A: ¹⁴C-acetate is preferentially incorporated into lipids in 5 dpf nAtf6 TG larvae compared to WT. The percent of ¹⁴C in lipid fraction was divided by ¹⁴C measured in the unextracted lysate from whole fish. The median fold change is noted; n = number of samples of pooled larvae. B: Oil red O staining of HepG2 cells transfected with GFP or nATF6. Bar = 10 μm. C: Quantification of lipid droplet number and area (square pixels). Statistics: unpaired t-test. *, p<0.05; n indicates the number of cells quantified over 20 fields from 2 independent experiments. D: Incorporation of ¹⁴C-acetate into lipids by HepG2 cells transfected with GFP or nATF6 normalized to protein. The median fold change is noted; n = number of separate batches of cells analyzed in 2 independent experiments.

Knockdown of atf6 does not confer resistance to morphological defects from alcohol exposure. A: Oil red O staining of cryosections from uninjected and atf6 morphant larvae treated with 0 or 350 mM ethanol for 32 hours. B: Live images of uninjected and atf6 morphant Tg(fabp10:dsRed) larvae treated with 0 or 350 mM ethanol for 32 hours. C: Quantification of liver circularity, a measure of hepatomegaly, following ethanol treatment in uninjected and atf6 morphant larvae. Livers were traced and circularity quantified in ImageJ.

Tg(fabp10:nAtf6-cherry; cmlc2:GFP) larvae express the nAtf6-cherry transgene despite a lack of visual fluorescence. A: Schematic of human ATF6 transactivation (TAD), DNA-binding (bZIP) and transmembrane (TM) domains, cleavage sites for S1P (MBTPS1) and S2P (MBTPS2), and protein alignment with zebrafish Atf6. Numbers in the diagram correspond to amino acid positions in human ATF6. Numbers at the cleavage sites in the protein alignment correspond to amino acid positions in zebrafish Atf6. B: Confirmation of nuclear localization of zebrafish nAtf6 by transfection of nAtf6-GFP/pCI-Neo into HepG2 cells. C: Live image of Tg(fabp10:nAtf6-cherry; cmlc2:GFP) larva at 5 dpf. D: Agarose gel electrophoresis showing expression of Cherry mRNA in nAtf6 TG but not WT larvae. rpp0 was used to ensure PCR efficacy. E: Western blot visualization of Cherry protein in adult nAtf6 transgenic zebrafish liver tissue. Tg(fabp10:nls-cherry) adult liver protein was used as a positive control. Actin was used as a loading control.

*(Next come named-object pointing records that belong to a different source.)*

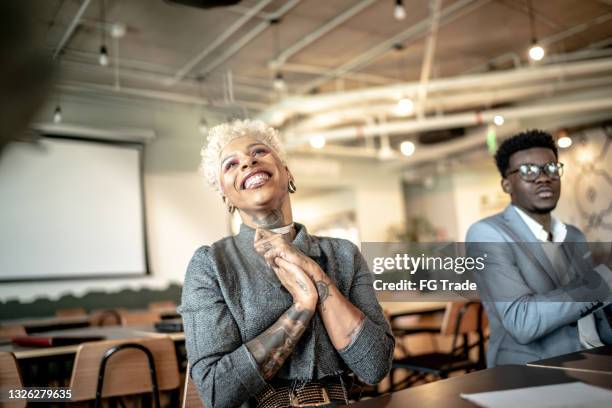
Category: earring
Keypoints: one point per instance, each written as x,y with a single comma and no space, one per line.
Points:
292,188
230,208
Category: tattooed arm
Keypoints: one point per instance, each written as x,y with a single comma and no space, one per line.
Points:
271,348
341,318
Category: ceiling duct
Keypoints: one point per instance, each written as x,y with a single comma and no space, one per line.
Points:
440,136
205,4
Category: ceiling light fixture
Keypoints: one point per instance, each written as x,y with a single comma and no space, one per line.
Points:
536,52
57,114
103,56
317,141
564,142
407,148
399,12
203,124
404,107
279,82
498,120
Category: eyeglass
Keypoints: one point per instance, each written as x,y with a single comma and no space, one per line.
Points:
530,172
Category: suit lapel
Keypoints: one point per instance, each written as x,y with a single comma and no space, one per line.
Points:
529,243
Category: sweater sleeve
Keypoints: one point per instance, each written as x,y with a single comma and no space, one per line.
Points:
223,370
371,353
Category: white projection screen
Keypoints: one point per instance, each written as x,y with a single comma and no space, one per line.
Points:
71,209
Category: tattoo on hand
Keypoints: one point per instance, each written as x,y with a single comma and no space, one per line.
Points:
302,286
323,291
271,348
352,335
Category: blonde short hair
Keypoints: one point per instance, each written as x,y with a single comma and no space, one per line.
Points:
220,135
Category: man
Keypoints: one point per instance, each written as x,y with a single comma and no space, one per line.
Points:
541,299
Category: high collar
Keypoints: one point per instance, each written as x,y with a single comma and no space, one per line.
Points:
302,241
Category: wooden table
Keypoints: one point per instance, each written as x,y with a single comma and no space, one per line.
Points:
108,332
400,309
40,324
597,360
445,393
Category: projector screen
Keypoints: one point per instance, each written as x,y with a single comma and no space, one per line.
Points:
71,209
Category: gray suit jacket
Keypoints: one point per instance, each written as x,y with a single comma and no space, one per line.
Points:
532,314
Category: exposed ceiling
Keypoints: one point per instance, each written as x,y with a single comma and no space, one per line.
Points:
344,62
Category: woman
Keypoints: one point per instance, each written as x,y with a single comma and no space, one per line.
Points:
274,316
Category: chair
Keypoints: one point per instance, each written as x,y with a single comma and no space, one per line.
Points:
461,319
106,317
191,398
10,378
163,306
71,312
139,318
124,367
8,332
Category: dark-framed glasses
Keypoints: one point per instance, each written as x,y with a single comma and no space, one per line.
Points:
531,172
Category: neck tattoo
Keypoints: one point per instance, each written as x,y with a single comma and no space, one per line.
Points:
282,230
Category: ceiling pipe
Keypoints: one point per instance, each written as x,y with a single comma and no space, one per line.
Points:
317,103
78,87
247,38
430,49
318,33
544,41
71,27
468,100
180,74
447,15
454,120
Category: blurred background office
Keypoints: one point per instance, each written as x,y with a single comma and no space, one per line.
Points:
390,111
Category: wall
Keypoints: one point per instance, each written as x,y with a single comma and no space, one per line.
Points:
182,213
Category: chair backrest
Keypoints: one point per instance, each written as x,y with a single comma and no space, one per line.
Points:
105,317
462,318
7,332
72,312
10,377
127,371
191,398
140,317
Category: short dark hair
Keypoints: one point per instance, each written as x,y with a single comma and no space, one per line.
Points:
522,141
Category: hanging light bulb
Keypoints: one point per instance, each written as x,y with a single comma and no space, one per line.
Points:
399,12
536,52
203,126
279,82
57,114
407,148
564,142
404,107
103,58
317,141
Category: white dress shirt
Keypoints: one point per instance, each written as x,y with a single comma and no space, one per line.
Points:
589,337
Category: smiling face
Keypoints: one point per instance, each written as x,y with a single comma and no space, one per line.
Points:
252,177
539,196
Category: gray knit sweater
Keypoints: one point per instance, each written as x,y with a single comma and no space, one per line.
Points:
231,296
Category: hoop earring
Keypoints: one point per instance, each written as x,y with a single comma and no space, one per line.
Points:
230,208
292,188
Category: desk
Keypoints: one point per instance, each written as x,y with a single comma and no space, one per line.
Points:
597,360
445,393
109,332
41,324
400,309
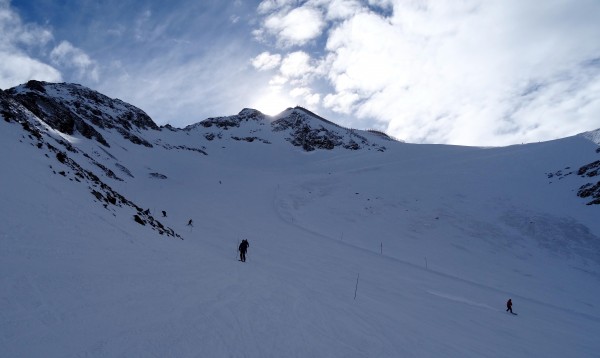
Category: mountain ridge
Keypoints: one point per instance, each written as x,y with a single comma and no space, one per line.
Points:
352,252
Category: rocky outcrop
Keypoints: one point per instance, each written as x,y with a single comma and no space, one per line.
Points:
70,108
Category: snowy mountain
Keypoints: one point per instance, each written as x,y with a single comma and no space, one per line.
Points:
360,245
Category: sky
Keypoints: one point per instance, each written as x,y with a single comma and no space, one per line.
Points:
468,72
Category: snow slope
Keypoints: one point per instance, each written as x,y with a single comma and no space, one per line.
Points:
407,252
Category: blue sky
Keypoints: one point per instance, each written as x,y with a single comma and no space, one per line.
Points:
469,72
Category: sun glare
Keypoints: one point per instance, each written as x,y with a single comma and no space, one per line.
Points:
272,103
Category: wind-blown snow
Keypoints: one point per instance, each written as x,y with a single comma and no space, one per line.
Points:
432,240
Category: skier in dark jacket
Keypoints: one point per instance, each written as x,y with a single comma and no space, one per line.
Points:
509,305
243,248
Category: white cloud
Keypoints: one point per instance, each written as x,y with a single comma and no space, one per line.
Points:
306,96
18,68
343,9
470,72
16,38
296,27
296,65
266,61
65,54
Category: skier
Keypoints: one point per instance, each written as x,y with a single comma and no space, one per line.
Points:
243,248
509,305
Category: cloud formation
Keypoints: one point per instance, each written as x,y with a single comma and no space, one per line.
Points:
470,72
66,54
16,40
27,52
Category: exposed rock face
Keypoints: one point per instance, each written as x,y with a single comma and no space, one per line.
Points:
298,126
71,108
590,190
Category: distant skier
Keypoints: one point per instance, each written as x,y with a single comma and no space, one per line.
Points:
509,305
243,248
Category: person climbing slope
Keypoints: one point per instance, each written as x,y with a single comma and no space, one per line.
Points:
243,248
509,305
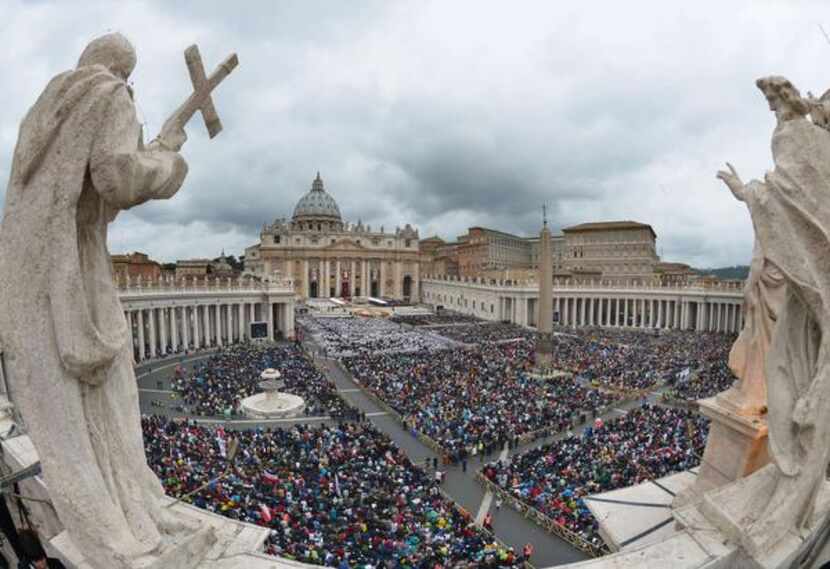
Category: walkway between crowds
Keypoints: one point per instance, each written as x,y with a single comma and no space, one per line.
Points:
510,526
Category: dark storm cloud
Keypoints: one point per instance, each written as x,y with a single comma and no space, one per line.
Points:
445,115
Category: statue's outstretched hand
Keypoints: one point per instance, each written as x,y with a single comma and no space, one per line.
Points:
733,181
804,411
172,136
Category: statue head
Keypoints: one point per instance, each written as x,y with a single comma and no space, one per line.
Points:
113,51
783,98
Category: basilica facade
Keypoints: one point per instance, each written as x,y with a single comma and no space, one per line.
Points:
325,256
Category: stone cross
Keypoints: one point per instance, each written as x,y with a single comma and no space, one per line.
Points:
200,99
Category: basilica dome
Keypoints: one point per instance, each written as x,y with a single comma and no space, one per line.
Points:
317,204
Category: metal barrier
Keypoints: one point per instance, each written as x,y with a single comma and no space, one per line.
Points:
544,521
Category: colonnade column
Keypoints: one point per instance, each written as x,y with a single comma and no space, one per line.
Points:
164,313
365,287
129,317
141,352
152,316
197,335
270,318
186,327
174,332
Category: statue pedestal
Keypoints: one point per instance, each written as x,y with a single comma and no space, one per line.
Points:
733,509
238,546
737,447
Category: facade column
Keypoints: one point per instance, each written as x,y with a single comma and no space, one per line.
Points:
326,288
365,287
151,313
141,353
415,291
218,324
659,313
398,280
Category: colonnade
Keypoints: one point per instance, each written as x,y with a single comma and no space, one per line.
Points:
691,307
165,328
710,315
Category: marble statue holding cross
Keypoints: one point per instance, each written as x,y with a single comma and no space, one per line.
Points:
78,162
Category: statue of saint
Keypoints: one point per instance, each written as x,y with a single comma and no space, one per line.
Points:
763,298
79,160
791,216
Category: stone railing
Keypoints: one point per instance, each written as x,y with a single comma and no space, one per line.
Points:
193,285
698,287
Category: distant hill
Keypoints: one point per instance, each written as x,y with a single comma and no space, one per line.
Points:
736,272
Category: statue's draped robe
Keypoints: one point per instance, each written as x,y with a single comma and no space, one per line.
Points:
791,215
763,298
78,162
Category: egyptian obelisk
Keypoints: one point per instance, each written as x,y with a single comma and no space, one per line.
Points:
544,344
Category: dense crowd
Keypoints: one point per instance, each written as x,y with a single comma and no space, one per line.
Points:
340,496
217,385
629,360
438,319
473,400
710,379
342,337
647,443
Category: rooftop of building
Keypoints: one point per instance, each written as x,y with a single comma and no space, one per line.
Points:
606,225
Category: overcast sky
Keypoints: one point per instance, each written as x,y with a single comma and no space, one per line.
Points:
444,114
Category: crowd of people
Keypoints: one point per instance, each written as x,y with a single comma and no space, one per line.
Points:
627,360
344,337
217,385
442,318
646,443
486,333
475,399
337,495
708,380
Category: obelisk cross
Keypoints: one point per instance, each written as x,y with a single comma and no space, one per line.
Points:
203,86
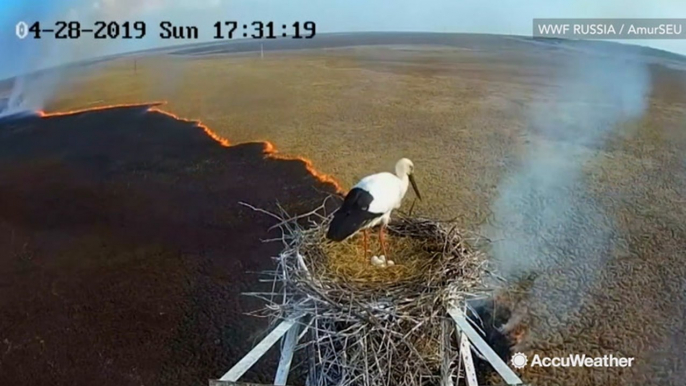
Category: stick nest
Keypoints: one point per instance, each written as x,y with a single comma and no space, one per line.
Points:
370,325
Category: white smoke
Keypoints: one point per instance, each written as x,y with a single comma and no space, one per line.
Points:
37,59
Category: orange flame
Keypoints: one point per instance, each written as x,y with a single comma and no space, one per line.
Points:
269,148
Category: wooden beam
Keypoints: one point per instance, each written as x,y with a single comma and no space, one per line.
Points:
466,353
447,328
475,338
217,382
287,350
258,351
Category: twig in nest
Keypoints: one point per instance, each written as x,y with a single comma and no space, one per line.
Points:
373,326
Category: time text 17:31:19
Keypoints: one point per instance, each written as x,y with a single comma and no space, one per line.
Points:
264,30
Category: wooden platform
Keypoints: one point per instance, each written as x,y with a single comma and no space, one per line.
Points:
470,340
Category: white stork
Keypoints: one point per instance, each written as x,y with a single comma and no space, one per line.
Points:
370,203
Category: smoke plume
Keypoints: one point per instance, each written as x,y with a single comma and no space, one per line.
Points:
545,218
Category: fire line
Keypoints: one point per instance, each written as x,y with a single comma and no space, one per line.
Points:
269,148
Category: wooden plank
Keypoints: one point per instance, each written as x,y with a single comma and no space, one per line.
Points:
287,350
498,364
258,351
217,382
466,353
447,328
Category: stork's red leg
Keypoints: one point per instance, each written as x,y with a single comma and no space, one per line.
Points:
365,235
382,240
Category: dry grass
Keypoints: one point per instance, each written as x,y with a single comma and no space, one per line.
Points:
461,115
377,326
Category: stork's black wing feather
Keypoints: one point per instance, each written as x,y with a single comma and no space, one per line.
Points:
352,216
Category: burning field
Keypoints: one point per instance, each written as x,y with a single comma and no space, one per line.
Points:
123,246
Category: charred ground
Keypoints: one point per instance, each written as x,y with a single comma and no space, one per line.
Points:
123,247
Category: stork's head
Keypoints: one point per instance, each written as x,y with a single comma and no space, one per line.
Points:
405,167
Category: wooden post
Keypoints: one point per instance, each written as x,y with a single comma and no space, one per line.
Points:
287,350
258,351
498,364
466,353
447,329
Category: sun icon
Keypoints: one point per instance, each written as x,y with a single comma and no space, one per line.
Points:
519,360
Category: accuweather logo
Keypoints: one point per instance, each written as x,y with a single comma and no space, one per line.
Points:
520,360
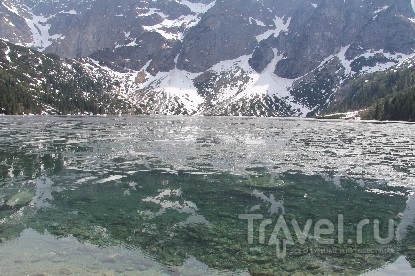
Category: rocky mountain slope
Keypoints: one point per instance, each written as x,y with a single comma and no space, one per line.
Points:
223,57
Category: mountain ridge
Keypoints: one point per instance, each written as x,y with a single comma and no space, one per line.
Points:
235,57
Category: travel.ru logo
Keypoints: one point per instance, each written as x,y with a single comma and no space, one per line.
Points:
323,230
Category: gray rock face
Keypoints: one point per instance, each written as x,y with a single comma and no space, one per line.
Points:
263,54
152,48
338,23
224,33
292,52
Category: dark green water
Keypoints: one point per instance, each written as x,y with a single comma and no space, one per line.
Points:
165,195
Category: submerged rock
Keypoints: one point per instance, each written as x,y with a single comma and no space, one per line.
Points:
21,199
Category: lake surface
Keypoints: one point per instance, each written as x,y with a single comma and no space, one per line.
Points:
205,196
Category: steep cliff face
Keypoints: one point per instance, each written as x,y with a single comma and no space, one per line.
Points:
223,57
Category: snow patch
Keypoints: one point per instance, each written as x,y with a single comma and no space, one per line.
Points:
6,53
198,8
40,32
281,25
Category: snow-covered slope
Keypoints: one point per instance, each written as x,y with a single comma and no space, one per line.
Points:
219,57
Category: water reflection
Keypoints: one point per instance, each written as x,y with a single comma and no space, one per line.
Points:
172,189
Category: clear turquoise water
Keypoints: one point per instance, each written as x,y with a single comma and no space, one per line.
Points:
162,195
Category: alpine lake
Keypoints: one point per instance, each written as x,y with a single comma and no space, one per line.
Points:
162,195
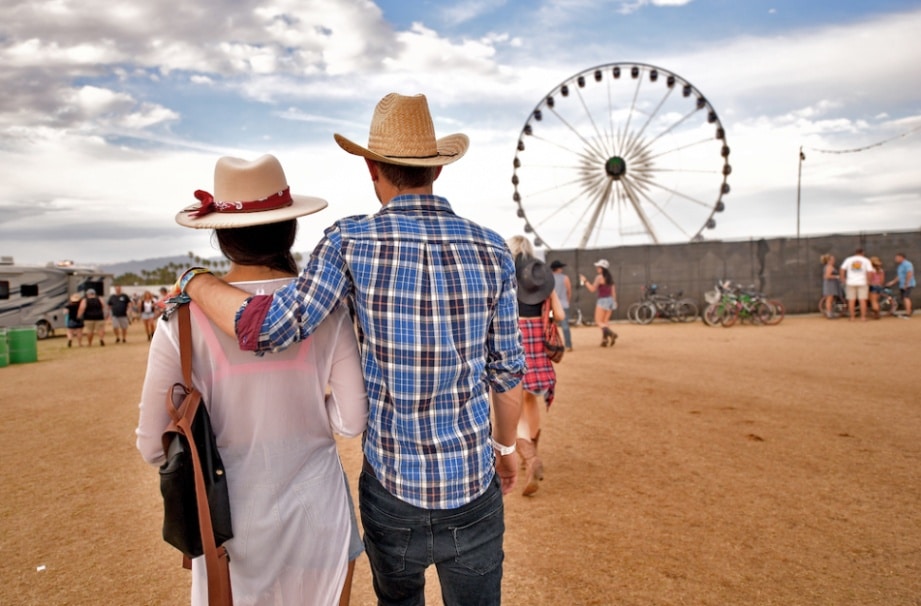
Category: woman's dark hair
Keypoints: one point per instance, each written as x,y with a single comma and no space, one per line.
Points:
268,245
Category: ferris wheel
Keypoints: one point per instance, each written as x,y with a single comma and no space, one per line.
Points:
621,153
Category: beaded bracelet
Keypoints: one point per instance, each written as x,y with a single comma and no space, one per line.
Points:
187,276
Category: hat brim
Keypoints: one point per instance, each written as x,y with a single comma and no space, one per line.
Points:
300,206
450,149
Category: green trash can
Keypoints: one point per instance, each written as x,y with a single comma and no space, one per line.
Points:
4,349
23,344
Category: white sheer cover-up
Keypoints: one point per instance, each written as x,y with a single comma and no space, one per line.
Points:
274,417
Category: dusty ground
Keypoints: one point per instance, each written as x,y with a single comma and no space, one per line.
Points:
688,465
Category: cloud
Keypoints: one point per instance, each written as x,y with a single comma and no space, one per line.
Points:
468,10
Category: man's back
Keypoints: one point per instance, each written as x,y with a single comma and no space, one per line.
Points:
429,289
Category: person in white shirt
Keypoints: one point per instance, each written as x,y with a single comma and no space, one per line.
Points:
854,274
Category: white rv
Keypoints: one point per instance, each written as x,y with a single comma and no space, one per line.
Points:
36,295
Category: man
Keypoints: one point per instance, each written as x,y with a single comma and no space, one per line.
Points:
563,288
119,303
93,312
854,272
905,276
434,297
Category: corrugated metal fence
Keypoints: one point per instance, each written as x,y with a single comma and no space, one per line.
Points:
783,268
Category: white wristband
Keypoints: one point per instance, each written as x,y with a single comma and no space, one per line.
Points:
502,449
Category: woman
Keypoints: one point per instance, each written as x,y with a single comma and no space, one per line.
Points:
831,285
535,287
272,416
73,322
149,311
603,284
876,278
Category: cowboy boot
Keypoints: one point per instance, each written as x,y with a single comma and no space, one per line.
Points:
538,463
533,466
609,337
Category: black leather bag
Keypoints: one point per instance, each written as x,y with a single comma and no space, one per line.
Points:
181,527
553,341
196,502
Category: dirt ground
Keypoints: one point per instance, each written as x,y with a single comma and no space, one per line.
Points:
687,465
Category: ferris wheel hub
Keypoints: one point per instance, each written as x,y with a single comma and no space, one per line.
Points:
616,167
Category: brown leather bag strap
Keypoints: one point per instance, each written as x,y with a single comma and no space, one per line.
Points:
217,561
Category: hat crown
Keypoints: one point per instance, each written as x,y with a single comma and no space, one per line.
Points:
236,179
402,126
402,133
535,281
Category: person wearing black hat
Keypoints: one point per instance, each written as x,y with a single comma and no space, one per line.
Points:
563,289
535,287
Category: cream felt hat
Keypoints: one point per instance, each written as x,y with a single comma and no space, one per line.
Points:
402,133
247,192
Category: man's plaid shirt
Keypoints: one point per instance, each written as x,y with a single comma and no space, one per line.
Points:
435,299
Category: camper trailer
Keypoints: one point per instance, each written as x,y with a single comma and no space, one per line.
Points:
36,295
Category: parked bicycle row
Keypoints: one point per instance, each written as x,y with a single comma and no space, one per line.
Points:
671,306
732,303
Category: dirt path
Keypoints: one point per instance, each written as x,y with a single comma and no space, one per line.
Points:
688,465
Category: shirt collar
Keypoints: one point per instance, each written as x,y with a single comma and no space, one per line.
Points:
424,203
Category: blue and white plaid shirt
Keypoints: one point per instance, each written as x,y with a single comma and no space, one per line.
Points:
435,298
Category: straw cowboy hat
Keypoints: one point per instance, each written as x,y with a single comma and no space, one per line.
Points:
535,281
247,192
402,133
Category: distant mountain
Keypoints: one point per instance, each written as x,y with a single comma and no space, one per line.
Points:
136,267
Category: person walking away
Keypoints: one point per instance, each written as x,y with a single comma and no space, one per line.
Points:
875,280
603,285
905,278
72,320
831,284
119,303
149,312
273,419
563,289
434,299
855,271
92,311
536,285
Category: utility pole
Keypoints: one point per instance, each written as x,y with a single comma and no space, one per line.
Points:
799,181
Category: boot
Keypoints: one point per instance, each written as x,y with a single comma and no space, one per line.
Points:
609,337
533,466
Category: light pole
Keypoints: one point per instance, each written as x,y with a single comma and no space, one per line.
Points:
799,181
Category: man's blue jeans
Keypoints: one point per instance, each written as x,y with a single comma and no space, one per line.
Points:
401,541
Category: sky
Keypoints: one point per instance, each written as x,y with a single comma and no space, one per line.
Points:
113,115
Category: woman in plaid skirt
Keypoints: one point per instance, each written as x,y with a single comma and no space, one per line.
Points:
535,288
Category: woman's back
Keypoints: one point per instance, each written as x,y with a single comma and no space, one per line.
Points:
274,425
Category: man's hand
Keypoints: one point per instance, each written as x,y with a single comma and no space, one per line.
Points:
507,469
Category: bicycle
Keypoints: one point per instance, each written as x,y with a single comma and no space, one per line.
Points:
888,304
730,304
654,305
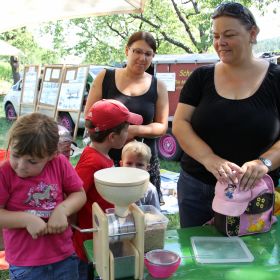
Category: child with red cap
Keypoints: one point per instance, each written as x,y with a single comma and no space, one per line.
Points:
107,123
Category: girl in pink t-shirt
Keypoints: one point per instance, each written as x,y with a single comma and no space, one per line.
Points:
39,190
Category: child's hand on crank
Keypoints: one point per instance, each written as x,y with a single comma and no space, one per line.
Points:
58,221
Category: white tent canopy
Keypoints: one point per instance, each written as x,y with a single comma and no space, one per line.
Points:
18,13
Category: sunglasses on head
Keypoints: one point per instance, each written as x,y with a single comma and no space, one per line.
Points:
235,10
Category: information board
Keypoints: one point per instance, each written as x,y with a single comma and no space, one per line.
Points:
50,88
30,88
72,93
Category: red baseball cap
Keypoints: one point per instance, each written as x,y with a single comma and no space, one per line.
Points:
109,113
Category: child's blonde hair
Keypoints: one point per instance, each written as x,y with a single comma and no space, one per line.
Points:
138,148
34,134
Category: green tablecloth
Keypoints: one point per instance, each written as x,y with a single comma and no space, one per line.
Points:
265,248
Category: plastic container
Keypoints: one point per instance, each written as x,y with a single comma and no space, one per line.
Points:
220,250
155,228
162,263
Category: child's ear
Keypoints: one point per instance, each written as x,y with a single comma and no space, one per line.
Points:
54,155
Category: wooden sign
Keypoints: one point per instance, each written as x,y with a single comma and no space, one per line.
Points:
50,88
72,93
30,88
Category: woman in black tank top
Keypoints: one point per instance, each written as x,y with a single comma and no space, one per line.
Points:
141,93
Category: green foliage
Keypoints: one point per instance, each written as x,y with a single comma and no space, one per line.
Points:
5,71
33,53
178,26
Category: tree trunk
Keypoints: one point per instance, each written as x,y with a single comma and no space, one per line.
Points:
15,68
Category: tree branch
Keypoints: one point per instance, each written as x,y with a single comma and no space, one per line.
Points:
165,36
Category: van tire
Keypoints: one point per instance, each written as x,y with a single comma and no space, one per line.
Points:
168,147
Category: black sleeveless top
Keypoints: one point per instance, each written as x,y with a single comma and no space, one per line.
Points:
144,105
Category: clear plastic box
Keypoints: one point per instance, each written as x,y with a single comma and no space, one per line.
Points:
220,250
155,228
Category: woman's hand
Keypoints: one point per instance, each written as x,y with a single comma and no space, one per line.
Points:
224,171
253,171
58,221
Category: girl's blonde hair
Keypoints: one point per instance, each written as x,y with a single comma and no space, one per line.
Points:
138,148
34,134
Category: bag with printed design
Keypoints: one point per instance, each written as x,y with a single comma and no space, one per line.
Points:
239,212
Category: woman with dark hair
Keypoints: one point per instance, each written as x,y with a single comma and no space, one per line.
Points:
227,119
141,93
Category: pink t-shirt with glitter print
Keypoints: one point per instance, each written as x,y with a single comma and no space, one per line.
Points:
38,195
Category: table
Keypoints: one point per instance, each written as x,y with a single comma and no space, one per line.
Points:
265,247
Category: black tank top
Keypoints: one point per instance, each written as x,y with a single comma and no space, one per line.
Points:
144,105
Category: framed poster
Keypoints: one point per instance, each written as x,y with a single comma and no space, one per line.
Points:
50,88
30,88
72,93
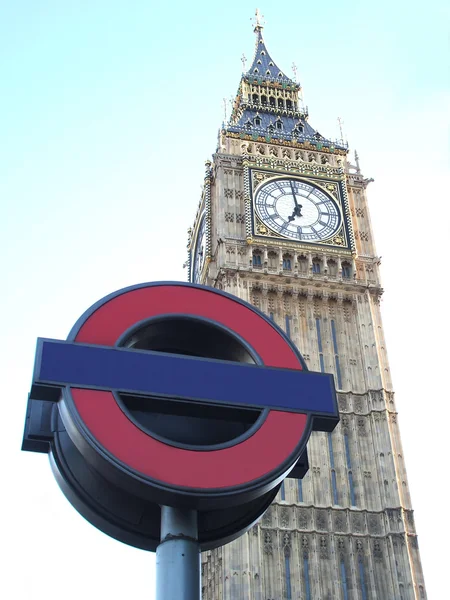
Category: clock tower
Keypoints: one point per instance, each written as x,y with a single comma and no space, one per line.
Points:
283,222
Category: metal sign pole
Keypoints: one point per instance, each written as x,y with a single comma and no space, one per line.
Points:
178,556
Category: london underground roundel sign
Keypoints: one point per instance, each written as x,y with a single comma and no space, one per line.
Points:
176,394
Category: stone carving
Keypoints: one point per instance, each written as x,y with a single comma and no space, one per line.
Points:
343,402
284,517
340,522
302,519
323,547
267,517
377,550
357,522
373,522
268,547
321,520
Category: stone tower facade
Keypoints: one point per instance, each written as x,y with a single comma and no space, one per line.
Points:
284,224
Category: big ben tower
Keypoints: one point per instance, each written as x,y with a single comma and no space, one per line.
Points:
284,223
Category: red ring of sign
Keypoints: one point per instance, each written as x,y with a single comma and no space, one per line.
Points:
251,459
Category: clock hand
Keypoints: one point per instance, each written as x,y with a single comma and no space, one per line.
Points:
297,212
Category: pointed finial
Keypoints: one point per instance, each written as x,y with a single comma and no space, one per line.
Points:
358,170
341,128
258,21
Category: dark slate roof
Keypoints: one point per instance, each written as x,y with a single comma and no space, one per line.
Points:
292,128
263,65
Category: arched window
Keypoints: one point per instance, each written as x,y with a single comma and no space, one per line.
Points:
332,268
272,259
346,270
257,259
302,264
287,262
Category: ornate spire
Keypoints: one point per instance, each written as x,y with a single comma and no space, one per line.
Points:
263,66
269,104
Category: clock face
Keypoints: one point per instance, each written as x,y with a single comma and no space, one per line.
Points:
297,210
199,251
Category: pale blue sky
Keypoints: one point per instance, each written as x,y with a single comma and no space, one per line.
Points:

Lipid accumulation is evident in nAtf6 TG larvae in the absence of other hepatic injury. A: Staining of cryosections with oil red O showing significant steatosis in nAtf6 TG larvae at 5 and 14 dpf. B: Hematoxylin and eosin staining of nAtf6 TG and control larvae at 5 dpf. No other alterations in hepatic pathology were observed. The number of larvae used is indicated.

Overexpression of nATF6 in 293T cells drives lipid accumulation. A: Staining of GFP and nATF6 transfected cells with oil red O. B: Quantification of lipid droplet number and area (square pixels). Droplet number and area were calculated using ImageJ. Statistics: unpaired t-test. *, p<0.05. The number of cells used for quantification is noted.